Query Intent and Google Rank as Joint Predictors of AI Citation: A Multi-Platform Observational Study
Anthony Lee — AI+Automation
Preprint v6 — April 2026 (revised: rank-as-predictor analyses added) | Not yet peer-reviewed
Key Findings
Google Rank Strongly Predicts Page-Level AI Citation
A logistic regression with log(Google position) alone achieves cross-validated AUC = 0.802. Citation rates drop monotonically with rank: 54% at position 1, ~2% at position 100, with a 13–22× ratio between Top-3 and positions 31–100 across every platform (replicated on 94,599 citation events in the SEO Floor study). The literal-query Top-3 URL match remains low (7.8%–29.7%), but rank is highly predictive once analyzed at the per-page level rather than as exact-URL overlap.
Query Intent Shapes Source-Type Distributions
19,556 queries across 8 verticals. Intent distributions differ significantly by industry (χ² = 5,195, p < .001, Cramér's V = 0.258). Informational queries surface Wikipedia, .gov, and tutorials; comparison queries surface publisher reviews; review-seeking queries surface YouTube and Reddit. Match content type to query intent first.
Domain-Level Alignment Is Stronger Than URL-Level Overlap
URL-level overlap with Google Top-3 is weak (7.8%–29.7%), but domain-level alignment is substantial (28.7%–49.6% across the four platforms). AI platforms draw from Google's top-ranked domains while frequently selecting different specific pages within those domains. All four platforms align 4–7× more strongly with Google than with Bing organic results.
AI Platforms Have a 2-vs-2 Architectural Split
ChatGPT and Claude perform live page fetches during conversations. Perplexity and Gemini rely exclusively on pre-built search indices. ChatGPT and Claude also diverge on robots.txt compliance behavior. Each architecture requires a different optimization strategy.

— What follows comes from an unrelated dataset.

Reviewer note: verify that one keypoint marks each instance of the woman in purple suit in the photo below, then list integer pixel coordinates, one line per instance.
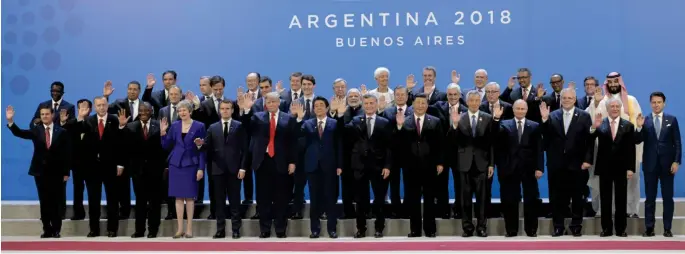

The Reddit Paradox: API vs Web UI Divergence
Reddit occupied 38.3% of Google Top-3 positions in our API sample but received zero AI citations via API (binomial p = 3.43 × 10⁻²³ for Perplexity). Web UI responses from the same platforms cited Reddit at 8.9%–15.6%. Reddit's influence on AI flows differently through API and consumer-facing channels.
Read Full Abstract
The rapid integration of AI chatbots into consumer search behavior has spawned a cottage industry of Generative Engine Optimization (GEO) advice, much of it built on untested assumptions about how AI platforms select sources for citation. Industry practitioners widely assert that Google ranking determines AI visibility, that community-consensus platforms like Reddit confer citation advantages, and that AI recommendations are too inconsistent to warrant optimization efforts. We tested these claims empirically across four major AI platforms - ChatGPT, Claude, Perplexity, and Gemini - using a multi-study design that combined large-scale query intent classification (n = 19,556 queries across 8 verticals), Google rank cross-referencing (120 queries via API, plus 100 queries via web UI against both Google and Bing Top-3 results), server-side fetch verification via Vercel middleware logging, and page-level technical analysis of 479 cited and non-cited pages. Our results refine all three prevailing claims. Query intent shaped citation source-type distributions across verticals, but at the individual-page level Google rank dominated all other predictors: a logistic regression with log(Google position) alone achieved cross-validated AUC = 0.802 and McFadden R² = 0.203, far exceeding intent-only (AUC = 0.462) and page-feature-only (AUC = 0.594) baselines. A larger replication on 94,599 citation events (Lee, 2026c — the SEO Floor study) found a steep monotonic position gradient: URLs at Google position 1 were cited 54% of the time, dropping to ~2% at position 100, with every platform showing a 13–22× citation-rate ratio between Top-3 and positions 31–100. Reddit received zero AI citations via API despite occupying 38.3% of Google Top-3 positions, though web UI responses cited Reddit at 8.9–15.6%. We further document an architectural divide between live-fetching platforms (ChatGPT, Claude) and index-only platforms (Perplexity, Gemini). These findings suggest that effective GEO strategy requires intent-aware, platform-specific optimization grounded in the real per-page rank gradient, rather than the one-size-fits-all approach currently advocated by industry practitioners.
Keywords
Generative Engine Optimization, GEO, AI citation behavior, AI search, ChatGPT, Claude, Perplexity, Gemini, query intent, Google rank, position curve, brand recommendations, live page fetch, robots.txt compliance
Citation
Lee, A. (2026). Query intent and Google rank as joint predictors of AI citation: A multi-platform observational study. Preprint v6, AI+Automation.